探偵さんの、宝物
「え?」
 彼女はきょとんとしている。

 ――尾花さんに先にいたずらされたことでハードルが下がり、僕の中では邪な考えが鎌首をもたげていた。


「こちらもお返しさせていただきます。
 トリックオアトリート、です」


 僕はお菓子の箱を持ち上げ、にっこりと笑顔で言った。

「えっ! 今お菓子あげましたよ?」
 彼女は慌てて抗議する。

「それはそれ、これはこれです。
 これはもう僕のものですから」

 尾花さんは僕のお菓子に手を伸ばそうとするが、ひょい、と持ち上げるともう彼女には届かない高さになる。
 サイコキネシスで取ろうとしても、力で負けることはない。

 僕はこの状況に優位性を感じ、自分の中の加虐心が増すのを感じた。

「ええ? そんな……。
 もう持ってないですよ?」

 尾花さんは困ったように眉尻を下げる。
 僕は箱を机に置き、彼女に向き直る。

「じゃあ、いたずらですね」

 二歩、素早く距離を詰めた。

「え? ……え?」

 戸惑うように震える瞳を見つめる。
 彼女はじりじりと後ずさった。
 その分僕は攻める。

 やがて彼女の背中は、壁に辿り着いた。

「楓堂、さん?」

 今まで優しく、穏やかに接しようと我慢していた。
 しかしこのところずっと、告白しようとする度に邪魔が入り続けている。
 ――散々溜まってるんだ。
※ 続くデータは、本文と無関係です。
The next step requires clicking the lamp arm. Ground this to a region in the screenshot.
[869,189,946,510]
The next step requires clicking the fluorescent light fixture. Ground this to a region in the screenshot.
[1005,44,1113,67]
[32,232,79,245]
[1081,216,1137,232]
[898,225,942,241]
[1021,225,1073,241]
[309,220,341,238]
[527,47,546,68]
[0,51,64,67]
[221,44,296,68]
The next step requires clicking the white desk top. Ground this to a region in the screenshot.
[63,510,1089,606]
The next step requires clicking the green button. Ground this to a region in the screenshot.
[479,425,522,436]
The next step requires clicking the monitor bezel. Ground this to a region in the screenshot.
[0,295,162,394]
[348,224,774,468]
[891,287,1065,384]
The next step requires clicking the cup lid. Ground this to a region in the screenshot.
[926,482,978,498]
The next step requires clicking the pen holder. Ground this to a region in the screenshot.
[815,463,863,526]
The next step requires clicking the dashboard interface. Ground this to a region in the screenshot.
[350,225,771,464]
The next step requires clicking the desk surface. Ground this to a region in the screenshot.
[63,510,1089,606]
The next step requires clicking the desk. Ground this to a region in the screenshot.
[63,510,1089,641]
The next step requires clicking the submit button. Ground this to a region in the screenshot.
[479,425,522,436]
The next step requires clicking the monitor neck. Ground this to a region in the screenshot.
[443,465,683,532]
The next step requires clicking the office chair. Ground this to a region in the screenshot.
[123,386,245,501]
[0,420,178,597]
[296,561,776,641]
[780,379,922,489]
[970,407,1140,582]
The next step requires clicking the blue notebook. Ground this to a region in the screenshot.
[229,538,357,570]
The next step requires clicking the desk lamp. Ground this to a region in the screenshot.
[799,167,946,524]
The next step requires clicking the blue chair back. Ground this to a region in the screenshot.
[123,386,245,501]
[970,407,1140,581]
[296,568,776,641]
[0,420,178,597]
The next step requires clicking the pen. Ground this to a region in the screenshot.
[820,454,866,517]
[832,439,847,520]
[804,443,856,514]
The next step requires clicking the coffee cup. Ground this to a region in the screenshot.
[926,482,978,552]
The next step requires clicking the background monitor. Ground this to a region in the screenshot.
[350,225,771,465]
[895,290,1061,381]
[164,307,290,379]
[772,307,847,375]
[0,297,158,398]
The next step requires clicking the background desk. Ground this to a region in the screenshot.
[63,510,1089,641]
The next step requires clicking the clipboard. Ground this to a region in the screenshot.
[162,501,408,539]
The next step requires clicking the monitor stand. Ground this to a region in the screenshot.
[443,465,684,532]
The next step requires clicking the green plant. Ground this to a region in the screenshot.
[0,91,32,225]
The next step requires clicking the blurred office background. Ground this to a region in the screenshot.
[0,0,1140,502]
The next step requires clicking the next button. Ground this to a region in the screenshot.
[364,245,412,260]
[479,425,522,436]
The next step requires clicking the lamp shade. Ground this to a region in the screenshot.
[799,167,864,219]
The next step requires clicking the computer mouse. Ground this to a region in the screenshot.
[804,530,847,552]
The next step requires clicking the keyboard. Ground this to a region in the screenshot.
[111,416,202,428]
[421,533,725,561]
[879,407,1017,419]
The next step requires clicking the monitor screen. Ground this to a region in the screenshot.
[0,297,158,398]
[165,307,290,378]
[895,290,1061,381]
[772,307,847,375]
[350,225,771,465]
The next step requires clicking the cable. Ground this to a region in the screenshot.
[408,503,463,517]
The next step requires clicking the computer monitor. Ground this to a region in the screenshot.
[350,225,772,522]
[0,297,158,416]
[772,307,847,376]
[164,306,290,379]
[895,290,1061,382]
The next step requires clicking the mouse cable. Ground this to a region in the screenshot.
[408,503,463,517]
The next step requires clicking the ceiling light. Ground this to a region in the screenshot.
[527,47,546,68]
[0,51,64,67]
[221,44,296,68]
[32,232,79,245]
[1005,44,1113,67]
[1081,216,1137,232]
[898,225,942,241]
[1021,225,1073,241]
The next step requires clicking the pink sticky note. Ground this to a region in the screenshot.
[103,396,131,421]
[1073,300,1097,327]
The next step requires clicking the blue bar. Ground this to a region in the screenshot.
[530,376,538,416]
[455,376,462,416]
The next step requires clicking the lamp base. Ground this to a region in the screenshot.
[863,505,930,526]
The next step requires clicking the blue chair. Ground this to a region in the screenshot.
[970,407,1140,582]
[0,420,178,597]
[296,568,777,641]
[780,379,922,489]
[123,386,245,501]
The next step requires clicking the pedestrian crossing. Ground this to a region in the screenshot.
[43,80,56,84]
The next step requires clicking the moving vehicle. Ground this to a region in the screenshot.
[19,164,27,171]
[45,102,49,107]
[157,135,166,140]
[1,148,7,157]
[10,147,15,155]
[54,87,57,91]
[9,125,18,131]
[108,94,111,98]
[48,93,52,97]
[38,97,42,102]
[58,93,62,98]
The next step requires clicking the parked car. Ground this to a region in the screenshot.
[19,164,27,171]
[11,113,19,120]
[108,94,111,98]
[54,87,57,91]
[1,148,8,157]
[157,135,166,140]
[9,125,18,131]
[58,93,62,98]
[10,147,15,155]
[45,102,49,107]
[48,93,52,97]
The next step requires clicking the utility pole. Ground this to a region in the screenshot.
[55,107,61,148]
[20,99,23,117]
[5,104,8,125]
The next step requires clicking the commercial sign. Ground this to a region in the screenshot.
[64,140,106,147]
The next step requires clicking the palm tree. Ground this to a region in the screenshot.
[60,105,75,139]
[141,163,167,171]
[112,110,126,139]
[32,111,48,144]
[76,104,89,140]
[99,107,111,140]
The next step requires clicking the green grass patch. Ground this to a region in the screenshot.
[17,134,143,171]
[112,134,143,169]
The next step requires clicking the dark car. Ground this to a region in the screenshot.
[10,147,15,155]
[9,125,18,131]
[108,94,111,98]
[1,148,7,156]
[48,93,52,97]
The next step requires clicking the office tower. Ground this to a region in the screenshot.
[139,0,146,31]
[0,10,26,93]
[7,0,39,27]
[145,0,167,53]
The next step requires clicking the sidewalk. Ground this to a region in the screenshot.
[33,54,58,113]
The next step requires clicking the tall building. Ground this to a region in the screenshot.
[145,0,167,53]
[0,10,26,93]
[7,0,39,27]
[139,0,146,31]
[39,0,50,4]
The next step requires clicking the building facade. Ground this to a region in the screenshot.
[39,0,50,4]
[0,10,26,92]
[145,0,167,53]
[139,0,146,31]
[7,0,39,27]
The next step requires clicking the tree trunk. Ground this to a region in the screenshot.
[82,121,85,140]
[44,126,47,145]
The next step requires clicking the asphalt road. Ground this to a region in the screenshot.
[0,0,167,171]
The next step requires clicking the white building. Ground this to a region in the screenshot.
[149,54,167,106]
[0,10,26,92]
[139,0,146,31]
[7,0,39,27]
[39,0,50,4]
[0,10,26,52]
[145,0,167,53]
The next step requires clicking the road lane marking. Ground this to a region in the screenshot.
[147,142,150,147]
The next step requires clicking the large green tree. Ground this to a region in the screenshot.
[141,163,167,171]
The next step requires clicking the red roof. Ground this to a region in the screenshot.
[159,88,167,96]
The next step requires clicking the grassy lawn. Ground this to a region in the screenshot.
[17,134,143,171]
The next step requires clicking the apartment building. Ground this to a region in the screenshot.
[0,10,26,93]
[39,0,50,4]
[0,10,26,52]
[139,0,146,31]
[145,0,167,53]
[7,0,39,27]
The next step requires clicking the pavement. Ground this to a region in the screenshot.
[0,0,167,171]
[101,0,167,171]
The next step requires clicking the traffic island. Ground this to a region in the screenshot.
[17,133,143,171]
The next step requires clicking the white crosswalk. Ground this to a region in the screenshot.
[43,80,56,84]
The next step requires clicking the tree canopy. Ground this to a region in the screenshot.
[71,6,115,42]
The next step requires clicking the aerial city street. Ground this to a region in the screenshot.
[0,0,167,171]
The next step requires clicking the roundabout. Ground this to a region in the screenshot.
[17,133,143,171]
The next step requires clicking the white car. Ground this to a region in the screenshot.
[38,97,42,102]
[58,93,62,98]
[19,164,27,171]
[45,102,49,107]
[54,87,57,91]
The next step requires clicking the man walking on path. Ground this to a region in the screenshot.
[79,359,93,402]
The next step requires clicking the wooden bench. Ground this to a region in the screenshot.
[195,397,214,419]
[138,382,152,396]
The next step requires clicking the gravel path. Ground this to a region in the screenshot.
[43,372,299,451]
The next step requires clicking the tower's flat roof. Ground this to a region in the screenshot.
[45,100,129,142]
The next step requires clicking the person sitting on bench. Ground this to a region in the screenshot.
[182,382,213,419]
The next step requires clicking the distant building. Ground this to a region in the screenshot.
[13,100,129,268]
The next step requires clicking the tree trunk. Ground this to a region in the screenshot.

フラストレーションって奴が。

 僕は彼女の顔の横に左腕を突く。

「尾花さん、目を瞑ってください」
「えっ」

 見開かれ、僕だけを映す双眸に、満たされた気分になる。

 ――昨日、僕が尾花さんを守りたいと言った時。
 彼女はまんざらでもない態度をした。

 ……ひどく飢えた状態で目の前に甘い物を差し出されたら、誘惑に負けるのも仕方ないことだと思うんだ、僕は。

 屈んで、彼女の耳元に唇を寄せた。

「嫌、ですか?」

 囁くと、彼女はびくりと反応し、小さな声を漏らした。